Dive Brief:
- The Illinois Commerce Commission approved the Illinois Power Agency’s 2026 Long-Term Renewable Resources Procurement Plan last week, finalizing new contract-level provisions like surety bonds and a new process for the use of regulatorily continuing provisions for renewable energy certificate contracts.
- The provisions in the 2026 plan respond to uncertainty around renewable energy after federal implementation of new policy like the One Big Beautiful Bill Act signed in July, which curtailed the clean energy tax credits in the Inflation Reduction Act, including the investment tax credit.
- “But largely, [the IPA] did not blame or use that as a sole basis for any kind of changes to the long-term plan,” said John Albers, a director with Advanced Energy United. “There's definitely still a market for large community solar and utility-scale projects in Illinois.”
Dive Insight:
Albers said he didn’t think the OBBBA would have led to a decline in solar projects in Illinois anyway, but the newly-approved plan should help secure support for them.
“Certainly the long-term plan has provisions in it that will make those projects even more favorable, or more tolerable to financial institutions that are financing them,” he said.
One of those provisions, which the ICC approved, is a new mechanism for buyers and sellers to invoke the regulatorily continuing provision for RECs and petition the ICC “to consider non-price-related contract amendments that would bring the product or instrument into compliance” with legal or regulatory changes that emerge over the life of a contract.
Albers said he anticipates this provision will make financial institutions more comfortable with REC contracts “simply because there is an avenue for revising the contract if something changes at the state, federal, even local level, for that matter, that might affect the viability of the contract for that particular project.”
“What that boils down to is, if the regulations in place change after you enter into a contract, either the buyer or the seller of the renewable energy credits — with the buyer as the utility and the seller as the developer — can come before the commission and ask for any non-price related changes to the contract to reflect any changes in laws or regulations that would impact the contract terms,” he said.
Advanced Energy United, which was involved in the public feedback process for the plan, “supported that — in large part, because of what happened last July at the federal level,” Albers said. “We also advocated for the use of surety bonds, in addition to what the IPA has traditionally accepted, in terms of demonstrating the ability to follow through with the contract.
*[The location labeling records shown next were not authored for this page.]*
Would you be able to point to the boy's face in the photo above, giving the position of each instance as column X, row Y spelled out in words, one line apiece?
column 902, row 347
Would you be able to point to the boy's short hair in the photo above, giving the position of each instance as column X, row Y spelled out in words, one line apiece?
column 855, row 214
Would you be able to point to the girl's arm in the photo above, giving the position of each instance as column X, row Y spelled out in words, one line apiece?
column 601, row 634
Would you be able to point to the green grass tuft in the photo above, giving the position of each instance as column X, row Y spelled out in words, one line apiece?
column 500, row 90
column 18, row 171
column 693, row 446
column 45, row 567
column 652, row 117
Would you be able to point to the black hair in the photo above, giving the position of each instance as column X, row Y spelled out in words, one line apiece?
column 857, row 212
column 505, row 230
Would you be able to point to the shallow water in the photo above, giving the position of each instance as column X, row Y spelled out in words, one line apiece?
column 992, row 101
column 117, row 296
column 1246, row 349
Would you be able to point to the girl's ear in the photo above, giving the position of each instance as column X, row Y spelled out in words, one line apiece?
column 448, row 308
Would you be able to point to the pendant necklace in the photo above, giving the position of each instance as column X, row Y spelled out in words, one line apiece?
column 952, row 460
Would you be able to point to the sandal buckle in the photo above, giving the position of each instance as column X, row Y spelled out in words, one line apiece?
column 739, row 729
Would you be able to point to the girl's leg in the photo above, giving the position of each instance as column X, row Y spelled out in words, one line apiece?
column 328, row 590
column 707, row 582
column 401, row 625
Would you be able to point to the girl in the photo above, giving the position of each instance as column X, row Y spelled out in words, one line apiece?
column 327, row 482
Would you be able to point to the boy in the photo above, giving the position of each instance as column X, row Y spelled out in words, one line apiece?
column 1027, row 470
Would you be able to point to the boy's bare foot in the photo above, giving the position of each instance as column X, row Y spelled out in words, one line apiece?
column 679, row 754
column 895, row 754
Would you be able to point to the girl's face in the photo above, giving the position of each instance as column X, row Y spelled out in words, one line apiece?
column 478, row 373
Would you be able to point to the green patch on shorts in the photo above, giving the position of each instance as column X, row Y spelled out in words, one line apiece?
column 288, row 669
Utilities weren't comfortable with that, but we supported the IPA’s proposal, and the commission again approved that as well.”
One of those utilities, Ameren Illinois, said in Sept. 2025 comments that in comparison to letters of credit, or cash, “surety bonds offer less overall security and present unique obstacles and risks that could require more time and resources from [Ameren] in the payment collection process. The primary reason for this is that surety bonds necessitate a claim investigation upon demand for payment.”
Ameren also objected to the changes to the regulatorily continuing provision, saying it knows the provision poses financing challenges to developers but that the utility prefers to continue dealing with this on a case-by-case basis in individual contract negotiations, “as opposed to making wholesale changes to the baseline contract or related processes in this proceeding.”
Looming budget concerns
The passage of the OBBBA led to an emergency reopening of the docket for the 2024 plan, and “substantially increases program and procurement activity across the 2025-26 program year, when ITC achievement likelihood is greatest,” the 2026 plan said. However, the fix will “substantially exacerbate upcoming RPS budget stress,” and the IPA predicts a budget shortfall “in the 2027-28, three years prior to the RPS Target year of 2030-31.”
In its final order regarding the plan, the ICC approved the IPA’s proposal to address the budget shortfall using legacy alternative compliance payments, or ACPs, that were paid to utilities by electricity suppliers who failed to meet renewable portfolio standard mandates.
The ACP funds across Ameren, Commonwealth Edison and MidAmerican Energy total $110 million. Ameren, which holds $36 million in these funds, noted concerns in their 2025 comments about risks from “rolling the ACP funds over directly into the budget, rather than being a reserve fund to cover contracts once a deficit has been reached and contracts suspended or reduced.”
This “may lead the IPA to delay such suspension of new REC procurements, which would then require utilities to front payment for these agreements which would negatively impact ratepayers because the utilities would be entitled to recover any capital spent to cover the procurements with interest,” Ameren argued.
Albers said Advanced Energy United likes the idea of rolling over ACP funds, “and the Commission approved it, because it will, at a minimum, forestall any budget concerns that the IPA raises — or at least identifies, year to year, in terms of how much money they can they expect to bring in to help pay for the renewable energy credits when they're offered.”